Why NATO’s 5% Defense Target Is a Necessary Sacrifice for Europe
Source: Wikimedia Commons / Secretary of Defense Lloyd J. Austin III speaks with colleagues at NATO headquarters, Brussels, Belgium, June 16, 2023
Early last month, staff editor Sreejani Sinha published a piece in The Compass with a bold argument: NATO’s decision in June 2025 to increase national defense spending from a 2% minimum to 5% represented a reckless shift to a “wartime mindset,” which could deter threats, but at the cost of militarizing Europe and fueling a dangerous rift between Western citizens and their public institutions. In other words, by moving the needle to 5%, European NATO partners have prioritized a robust military posture over diplomacy, humanitarian action, and democratic stability.
Sinha’s diagnosis of the diverse challenges facing the European side of the ‘Euro-Atlantic Bloc’ is broadly correct. From Brussels to Tallinn, governments – and the European Commission – must carefully navigate a whirlwind set of crises: rising costs of living, unemployment, aging populations, disruptive innovations in Generative and Agentic AI, extraregional humanitarian crises like Sudan and Gaza, ‘black swan’ epidemic disease events, and fragile post-COVID supply chains. However, Sinha’s policy analysis is flawed in logic, inaccurately showcasing these challenges as (a.) significantly tied to fluctuations in defense spending and (b.) occurring in what amounts to a geopolitical vacuum.
A Continent Struggling for Prosperity
Let us consider the first critique through a case study of a major European power: France, which serves not only as the only Western-aligned continental nuclear power but also as one of the most consistent state advocates for a Europe that is more coordinated and autonomous in its defense posture. As demonstrated by Figure A, considering the period between the global financial crisis of 2008 and 2025, French society’s confidence in both national institutions and the European Union has been consistently low; no institution has ever gone above 50%, and trust is currently at a low point unseen since 2018. This widespread disillusionment in the state and EU to maintain order, protect society, and provide economic growth is also reflected in an approximately decade-long history of national social unrest, from the 2018-2020 ‘Gilets Jaunes’ to the recent ‘Bloquons Tout’ movement. Notably, the biggest episodes of upheaval have been almost completely disconnected from the ‘old guard’ of institutions built to organize pressure against the national government, including labor unions and traditional parties. Such phenomena reflect a broader anti-establishment trend among the French nation.
Figure A. Chart showcasing French level of trust, in %, toward the European Union, the French Senate, the National Assembly, the Presidency, and the Government, December 2009 to January 2025. Data from OpinionWay & Sciences Po (CEVIPOF), published in February 2025. Visualization created by author.

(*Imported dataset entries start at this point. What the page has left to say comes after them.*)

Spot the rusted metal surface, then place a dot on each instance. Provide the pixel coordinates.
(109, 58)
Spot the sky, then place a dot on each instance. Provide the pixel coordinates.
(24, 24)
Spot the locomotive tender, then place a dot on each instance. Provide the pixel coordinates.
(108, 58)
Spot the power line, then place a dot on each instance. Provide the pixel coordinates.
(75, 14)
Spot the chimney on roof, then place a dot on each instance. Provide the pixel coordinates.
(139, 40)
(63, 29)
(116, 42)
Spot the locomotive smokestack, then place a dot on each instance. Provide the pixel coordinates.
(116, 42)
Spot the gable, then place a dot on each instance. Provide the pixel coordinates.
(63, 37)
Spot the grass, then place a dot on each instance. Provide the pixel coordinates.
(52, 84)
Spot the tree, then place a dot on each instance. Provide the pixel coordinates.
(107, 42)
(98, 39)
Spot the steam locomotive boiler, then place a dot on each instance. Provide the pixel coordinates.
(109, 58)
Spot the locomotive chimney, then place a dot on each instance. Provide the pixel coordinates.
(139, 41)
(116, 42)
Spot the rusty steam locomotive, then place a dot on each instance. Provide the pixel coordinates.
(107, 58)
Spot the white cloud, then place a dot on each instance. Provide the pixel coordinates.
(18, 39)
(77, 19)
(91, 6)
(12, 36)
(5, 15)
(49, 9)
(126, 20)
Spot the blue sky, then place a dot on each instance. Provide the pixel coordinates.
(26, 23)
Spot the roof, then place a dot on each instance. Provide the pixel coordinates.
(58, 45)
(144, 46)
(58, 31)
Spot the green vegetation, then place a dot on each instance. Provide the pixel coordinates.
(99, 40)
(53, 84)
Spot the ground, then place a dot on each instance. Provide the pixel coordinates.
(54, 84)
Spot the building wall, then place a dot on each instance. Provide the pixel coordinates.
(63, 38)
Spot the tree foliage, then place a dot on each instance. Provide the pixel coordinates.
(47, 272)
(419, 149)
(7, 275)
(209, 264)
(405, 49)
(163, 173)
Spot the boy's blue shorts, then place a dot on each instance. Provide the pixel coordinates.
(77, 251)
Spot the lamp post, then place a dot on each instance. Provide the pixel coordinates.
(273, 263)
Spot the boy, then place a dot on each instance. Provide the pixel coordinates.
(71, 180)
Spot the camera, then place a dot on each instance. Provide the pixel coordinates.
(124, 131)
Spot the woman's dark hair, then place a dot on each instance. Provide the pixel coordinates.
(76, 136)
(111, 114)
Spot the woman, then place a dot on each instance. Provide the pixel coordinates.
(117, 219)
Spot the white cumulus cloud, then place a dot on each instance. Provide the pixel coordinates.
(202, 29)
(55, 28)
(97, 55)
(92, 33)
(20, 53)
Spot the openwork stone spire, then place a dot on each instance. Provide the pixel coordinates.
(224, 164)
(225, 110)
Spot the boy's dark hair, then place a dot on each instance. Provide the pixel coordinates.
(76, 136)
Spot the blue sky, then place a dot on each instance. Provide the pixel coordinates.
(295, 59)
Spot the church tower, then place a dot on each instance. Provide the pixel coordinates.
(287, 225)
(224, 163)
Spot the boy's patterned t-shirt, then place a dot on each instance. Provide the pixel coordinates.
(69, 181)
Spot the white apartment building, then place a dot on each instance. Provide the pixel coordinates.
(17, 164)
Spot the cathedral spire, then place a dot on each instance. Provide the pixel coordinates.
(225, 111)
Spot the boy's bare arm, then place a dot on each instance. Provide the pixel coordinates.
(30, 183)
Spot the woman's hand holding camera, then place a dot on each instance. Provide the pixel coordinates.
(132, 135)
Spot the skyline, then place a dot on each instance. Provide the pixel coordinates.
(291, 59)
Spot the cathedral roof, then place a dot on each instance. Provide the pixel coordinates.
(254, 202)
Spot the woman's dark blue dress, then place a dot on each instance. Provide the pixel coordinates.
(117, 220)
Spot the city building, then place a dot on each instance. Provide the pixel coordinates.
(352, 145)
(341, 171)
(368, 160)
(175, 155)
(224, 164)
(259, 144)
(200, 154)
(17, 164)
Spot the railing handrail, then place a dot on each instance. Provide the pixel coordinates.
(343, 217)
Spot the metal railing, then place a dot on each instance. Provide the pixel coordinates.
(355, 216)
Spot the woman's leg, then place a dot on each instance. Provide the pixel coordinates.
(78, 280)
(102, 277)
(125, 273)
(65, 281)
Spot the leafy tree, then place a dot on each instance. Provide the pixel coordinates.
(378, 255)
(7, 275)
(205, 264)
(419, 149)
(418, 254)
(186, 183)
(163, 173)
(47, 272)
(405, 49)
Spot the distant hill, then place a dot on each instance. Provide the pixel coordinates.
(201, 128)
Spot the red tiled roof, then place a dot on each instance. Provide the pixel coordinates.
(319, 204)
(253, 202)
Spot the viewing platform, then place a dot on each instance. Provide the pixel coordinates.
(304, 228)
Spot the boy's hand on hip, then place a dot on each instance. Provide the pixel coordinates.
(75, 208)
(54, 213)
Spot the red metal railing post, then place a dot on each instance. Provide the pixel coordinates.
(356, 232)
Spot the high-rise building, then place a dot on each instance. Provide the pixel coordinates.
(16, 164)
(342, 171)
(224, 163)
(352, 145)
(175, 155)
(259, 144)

Looking at Figure B – French national defense spending – it becomes clear that the money Paris invests in its military posture has little association with how much trust the French people have in their institutions. Instead, as Prem Bahadur Manjhi of the University of Calcutta demonstrates through a chronological overview, public opposition and protest have centered around the fact that successive presidencies have dismantled old welfare systems created to allow the gears of democracy to turn throughout the 20th century. This includes to a certain extent the socialist Hollande interregnum, which also adopted an unpopular and inefficient politics of austerity. Similar trends of dissatisfaction and disillusionment, with relative variations based on electoral results, extent of adoption of neoliberalism in the late 20th century, and geopolitical alignment in the Cold War, exist in nearly every country of the NATO alliance, European or North American.
Figure B. Chart showcasing French national defense spending, in % of GDP, going toward the military and national defense, 2009 to 2023. Visualization created by author.
Of course, this year’s NATO consensus to increase defense spending to 5% – if national parliaments manage to agree on respective budgets and abide by the June commitment – will likely put strain on France and other European states’ ability to sustainably fund what is left of the welfare state and provide for economic growth that is not directly tied to the expansion of national defense industrial bases (DIBs). However, the central problem here is not that a swing to 5% will fundamentally break the state’s ability to meet the needs of tomorrow and potentially break Western democracy as we know it. Rather, Western states have since at least 2008 failed to manage the financial resources they already have to make the social welfare systems of yesterday work for the needs of today, thus putting at risk the stability of democratic life long-term. Like austerity, limiting defense spending increases now will do nothing to fix the issue; radical collective action at local, national, and EU levels must instead be taken to create new systems fit for the fractured and transforming societies of the 21st century.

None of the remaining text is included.